El Ché
Estamos en plena concelebración de la muerte de Ernesto Ché Guevara. Madrid se lo ha tomado muy a fondo. Madrid es imprevisible. El otro día, en la Embajada de Cuba, homenaje al Ché con versos y cartas de Nicolás Guillén, Pablo Neruda, el propio Ché, la voz de Fidel, la voz de Rafael Alberti. Entre los actuantes, José Sacristán, Esperanza Alonso y algunos rapsodas, aedas y cantantes. Entre el público, Ruiz-Giménez, Gerardo Iglesias, Pablo Castellano, Antonio Gala, Ignacio Gallego, Joaquín Leguina, Marcos Ana, María Asquerino.Y la Guardia Civil en la puerta, preservando la revolución cubana. Así es Madrid. La reunión tuvo algo de catacumbal y prerrevolucionario. Siempre hay una revolución pendiente. El Ché presidió nuestras lecturas y nuestros amores adolescentes y difíciles. Era el icono familiar y testimonial de las buhardillas antifranquistas. Instalaba la guerra en el espacio breve de la estudiante, extendía el desafío sobre nuestras cabezas unidas por la sien, en el amor, o distanciadas en la epistemología. Tuvo clandestinidad de contratipo, en Madrid, autencicidad de tipo, bizarría de papel pintado. El Ché, cuya biografía y diarios eran el castrismo duro de los sesenta, la droga y el destino que buscaba/ necesitaba nuestra juventud errante. Tuvo vigencia en nuestra historia interior y corta. Tuvo presencia en nuestra vida exterior, como modelo a realizar o pancarta a exhibir en las manifestaciones de nuestras multitudes interiores. Hoy, en Madrid, es la supernova perdida y encontrada de la revolución que sigue haciéndose con menos contratipo romántico y más logotipo de sangre.

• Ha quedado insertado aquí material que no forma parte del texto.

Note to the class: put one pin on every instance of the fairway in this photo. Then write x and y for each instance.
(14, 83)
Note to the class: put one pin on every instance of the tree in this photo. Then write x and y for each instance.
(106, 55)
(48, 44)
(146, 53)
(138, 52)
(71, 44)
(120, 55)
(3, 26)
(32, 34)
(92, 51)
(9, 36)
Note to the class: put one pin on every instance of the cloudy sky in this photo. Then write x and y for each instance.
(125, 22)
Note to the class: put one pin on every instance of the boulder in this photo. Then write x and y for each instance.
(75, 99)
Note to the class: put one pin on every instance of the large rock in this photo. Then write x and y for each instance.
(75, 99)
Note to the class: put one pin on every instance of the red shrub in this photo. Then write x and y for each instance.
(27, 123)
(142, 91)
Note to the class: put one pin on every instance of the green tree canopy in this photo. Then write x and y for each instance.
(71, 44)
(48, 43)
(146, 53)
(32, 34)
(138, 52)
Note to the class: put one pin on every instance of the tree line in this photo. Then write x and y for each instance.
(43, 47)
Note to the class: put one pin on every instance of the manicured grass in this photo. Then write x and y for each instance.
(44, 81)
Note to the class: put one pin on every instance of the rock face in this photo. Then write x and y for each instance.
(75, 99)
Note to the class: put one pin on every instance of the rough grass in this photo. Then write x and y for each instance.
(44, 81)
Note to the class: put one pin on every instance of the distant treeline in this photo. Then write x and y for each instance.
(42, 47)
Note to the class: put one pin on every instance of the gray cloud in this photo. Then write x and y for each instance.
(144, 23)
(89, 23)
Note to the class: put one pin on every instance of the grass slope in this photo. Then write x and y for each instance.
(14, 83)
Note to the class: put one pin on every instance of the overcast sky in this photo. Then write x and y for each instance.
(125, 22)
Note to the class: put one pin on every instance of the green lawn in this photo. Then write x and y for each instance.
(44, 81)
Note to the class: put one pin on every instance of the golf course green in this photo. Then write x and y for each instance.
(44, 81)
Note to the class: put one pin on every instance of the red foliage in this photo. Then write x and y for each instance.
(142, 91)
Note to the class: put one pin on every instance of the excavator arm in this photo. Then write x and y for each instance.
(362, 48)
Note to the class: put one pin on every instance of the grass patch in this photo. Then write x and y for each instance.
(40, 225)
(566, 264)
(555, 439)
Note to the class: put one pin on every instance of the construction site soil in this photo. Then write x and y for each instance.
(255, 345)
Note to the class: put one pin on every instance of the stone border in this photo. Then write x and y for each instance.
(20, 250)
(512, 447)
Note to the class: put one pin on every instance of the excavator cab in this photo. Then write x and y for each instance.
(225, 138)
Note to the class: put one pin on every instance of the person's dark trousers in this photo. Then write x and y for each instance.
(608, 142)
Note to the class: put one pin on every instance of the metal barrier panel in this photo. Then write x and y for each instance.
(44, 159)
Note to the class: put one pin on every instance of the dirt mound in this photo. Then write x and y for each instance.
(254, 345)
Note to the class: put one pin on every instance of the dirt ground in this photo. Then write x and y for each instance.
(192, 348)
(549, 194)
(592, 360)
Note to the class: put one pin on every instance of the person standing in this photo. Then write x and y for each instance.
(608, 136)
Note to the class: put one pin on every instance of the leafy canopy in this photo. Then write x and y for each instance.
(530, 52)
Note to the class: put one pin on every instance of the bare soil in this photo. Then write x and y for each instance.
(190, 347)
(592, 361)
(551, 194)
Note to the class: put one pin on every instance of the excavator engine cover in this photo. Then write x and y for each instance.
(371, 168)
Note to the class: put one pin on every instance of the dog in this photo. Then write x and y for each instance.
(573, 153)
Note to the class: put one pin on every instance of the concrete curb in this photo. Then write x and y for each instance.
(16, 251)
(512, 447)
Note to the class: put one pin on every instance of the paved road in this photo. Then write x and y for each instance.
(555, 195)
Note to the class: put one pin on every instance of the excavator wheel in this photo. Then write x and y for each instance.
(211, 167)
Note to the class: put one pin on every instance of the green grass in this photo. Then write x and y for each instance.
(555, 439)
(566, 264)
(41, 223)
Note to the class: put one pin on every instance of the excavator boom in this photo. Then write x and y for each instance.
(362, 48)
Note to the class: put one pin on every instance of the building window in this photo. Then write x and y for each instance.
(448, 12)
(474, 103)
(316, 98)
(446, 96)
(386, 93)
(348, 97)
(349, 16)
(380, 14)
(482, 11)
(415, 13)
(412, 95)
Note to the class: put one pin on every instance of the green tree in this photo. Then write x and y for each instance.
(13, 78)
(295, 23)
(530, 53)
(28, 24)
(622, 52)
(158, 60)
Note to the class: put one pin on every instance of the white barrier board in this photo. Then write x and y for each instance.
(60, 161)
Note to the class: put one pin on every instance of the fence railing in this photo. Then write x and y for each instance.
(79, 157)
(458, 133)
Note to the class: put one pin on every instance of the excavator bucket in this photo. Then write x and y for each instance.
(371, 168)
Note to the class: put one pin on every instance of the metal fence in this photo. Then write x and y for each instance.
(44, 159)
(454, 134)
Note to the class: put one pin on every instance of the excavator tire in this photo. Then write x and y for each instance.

Pacifistas y posmodernos años 80 en que revolución ha sido objetivida, enfriada, distanciada por una España resuelta en falso. Ha cambiado el modelo sentimental del héroe, pero no han cambiado las condiciones objetivas de la explotación, la invasión y el dominio. El Ché era un heredero de la madrileña guerra de guerrillas, un Byron con boina, y puso una galaxia de violencia y verdad en el clima rubio de nuestra juventud. Le tocó convivir, en nuestra pared de artistas adolescentes, con el Guernica de Picasso y la Alicia del menorero Lewis Carrol. Quizá por eso había tanta gente, la otra noche, en el homenaje al Ché.